Fazer férias com a minha filha tornou-se revelador. Os miúdos têm uma tendência natural para reparar naquilo que nos passa ao lado e, no mesmo dia em que eu lia no Jornal de Notícias uma reportagem sobre divórcios em Portugal, a minha filha dizia-me que estavam muitas mulheres sozinhas com os filhos a acampar no mesmo parque que nós. E estavam. Ela tem pressa que eu arranje uma namorada. Eu, na verdade, tenho cada vez menos pressa.
A reportagem do Jornal de Notícias, da autoria da jornalista Catarina Ferreira, fala da estatística habitual: dos casamentos celebrados actualmente na UE, 48% acabam em divórcio. No entanto, o que mais me impressionou foi mesmo uma reportagem sobre os que se casam e divorciam ainda antes dos trinta. Não por causa do divórcio em si mas porque, pelos relatos de alguns intervenientes, percebe-se que é fácil acreditar-se que se conhece uma pessoa que, de facto, não se conhece.

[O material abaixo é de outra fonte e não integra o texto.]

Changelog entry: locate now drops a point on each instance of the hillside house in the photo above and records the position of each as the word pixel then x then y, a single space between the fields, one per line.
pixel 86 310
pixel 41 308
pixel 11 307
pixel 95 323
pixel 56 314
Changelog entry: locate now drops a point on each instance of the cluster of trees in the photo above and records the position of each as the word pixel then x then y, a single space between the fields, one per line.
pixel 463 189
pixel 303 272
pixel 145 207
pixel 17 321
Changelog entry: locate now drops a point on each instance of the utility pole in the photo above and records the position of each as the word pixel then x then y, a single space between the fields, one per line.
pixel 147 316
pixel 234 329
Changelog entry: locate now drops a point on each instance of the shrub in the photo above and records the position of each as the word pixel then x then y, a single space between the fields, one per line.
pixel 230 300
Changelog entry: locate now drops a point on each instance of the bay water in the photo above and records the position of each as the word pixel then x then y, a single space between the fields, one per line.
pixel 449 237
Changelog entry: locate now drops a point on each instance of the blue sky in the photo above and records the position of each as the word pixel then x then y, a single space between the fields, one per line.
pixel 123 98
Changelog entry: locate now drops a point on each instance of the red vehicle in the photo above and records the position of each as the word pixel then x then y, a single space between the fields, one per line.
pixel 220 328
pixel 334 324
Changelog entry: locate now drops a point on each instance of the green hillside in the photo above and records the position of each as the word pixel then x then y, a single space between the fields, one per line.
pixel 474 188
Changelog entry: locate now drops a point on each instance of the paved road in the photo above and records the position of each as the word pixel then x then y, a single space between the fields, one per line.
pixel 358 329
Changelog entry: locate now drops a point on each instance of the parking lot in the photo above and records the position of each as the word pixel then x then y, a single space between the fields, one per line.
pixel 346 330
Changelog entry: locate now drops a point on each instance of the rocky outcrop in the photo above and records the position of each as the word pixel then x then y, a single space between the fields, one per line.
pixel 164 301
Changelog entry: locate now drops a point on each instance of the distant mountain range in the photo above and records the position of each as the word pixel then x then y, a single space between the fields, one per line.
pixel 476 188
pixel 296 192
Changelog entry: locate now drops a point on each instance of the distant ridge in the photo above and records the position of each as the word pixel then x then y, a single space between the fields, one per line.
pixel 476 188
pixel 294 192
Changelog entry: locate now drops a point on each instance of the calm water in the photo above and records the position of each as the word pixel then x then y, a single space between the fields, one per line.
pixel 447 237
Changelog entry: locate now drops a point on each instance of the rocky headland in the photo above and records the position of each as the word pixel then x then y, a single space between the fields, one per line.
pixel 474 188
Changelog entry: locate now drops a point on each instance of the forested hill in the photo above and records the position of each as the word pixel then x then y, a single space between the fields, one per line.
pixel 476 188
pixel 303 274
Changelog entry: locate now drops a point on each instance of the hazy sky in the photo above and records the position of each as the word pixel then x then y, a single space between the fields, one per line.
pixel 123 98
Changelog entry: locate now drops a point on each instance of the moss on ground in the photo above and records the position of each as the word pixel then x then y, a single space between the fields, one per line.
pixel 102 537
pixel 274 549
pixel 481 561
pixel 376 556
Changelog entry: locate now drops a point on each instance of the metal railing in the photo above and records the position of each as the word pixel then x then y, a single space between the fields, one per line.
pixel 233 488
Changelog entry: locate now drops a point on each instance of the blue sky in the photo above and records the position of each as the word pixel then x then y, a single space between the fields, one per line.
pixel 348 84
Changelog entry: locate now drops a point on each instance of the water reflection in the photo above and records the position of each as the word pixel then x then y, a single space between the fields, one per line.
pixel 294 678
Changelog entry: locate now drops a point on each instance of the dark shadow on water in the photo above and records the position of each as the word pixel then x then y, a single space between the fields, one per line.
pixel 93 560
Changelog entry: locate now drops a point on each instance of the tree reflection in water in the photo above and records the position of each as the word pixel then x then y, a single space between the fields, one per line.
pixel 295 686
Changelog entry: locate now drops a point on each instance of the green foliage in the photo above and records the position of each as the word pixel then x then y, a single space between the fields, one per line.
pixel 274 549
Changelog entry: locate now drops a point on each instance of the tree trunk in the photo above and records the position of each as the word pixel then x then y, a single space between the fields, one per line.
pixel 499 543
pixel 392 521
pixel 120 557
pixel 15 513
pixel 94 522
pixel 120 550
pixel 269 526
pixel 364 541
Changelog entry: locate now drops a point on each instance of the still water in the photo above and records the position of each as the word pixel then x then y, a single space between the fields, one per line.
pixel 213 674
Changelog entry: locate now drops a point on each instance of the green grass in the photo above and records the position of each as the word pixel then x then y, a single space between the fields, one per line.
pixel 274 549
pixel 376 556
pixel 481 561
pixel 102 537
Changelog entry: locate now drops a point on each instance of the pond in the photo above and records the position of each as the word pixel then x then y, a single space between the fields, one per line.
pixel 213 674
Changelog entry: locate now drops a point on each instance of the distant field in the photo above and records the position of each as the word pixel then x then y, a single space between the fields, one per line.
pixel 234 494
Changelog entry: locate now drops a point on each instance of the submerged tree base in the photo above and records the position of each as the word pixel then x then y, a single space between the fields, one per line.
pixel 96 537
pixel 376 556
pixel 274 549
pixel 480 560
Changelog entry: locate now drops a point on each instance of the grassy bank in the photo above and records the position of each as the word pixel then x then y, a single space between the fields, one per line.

Mas não reparando só em pessoas que fazem férias "sós", a minha filha reparou ainda na forma como alguns casais massacravam os filhos com um constante sermão. Mais uma vez tinha razão. Um homem e uma mulher acampados perto de nós não conseguiam ter uma conversa normal. Gastavam o tempo todo a repreender os filhos por coisas triviais tipo a forma como tinham o chapéu colocado, comerem uma bolacha antes do almoço ou afastarem-se mais de cinco metros da tenda. Não são más pessoas, expliquei eu à minha filha, são apenas pessoas muito cansadas. Se calhar deviam divorciar-se também, respondeu ela. Talvez, sei lá.
De qualquer maneira fiquem descansados os que se divorciam. A Igreja Católica tem adoptado uma nova postura: as pessoas, por serem divorciadas, já não são excomungadas. Fico muito mais descansado.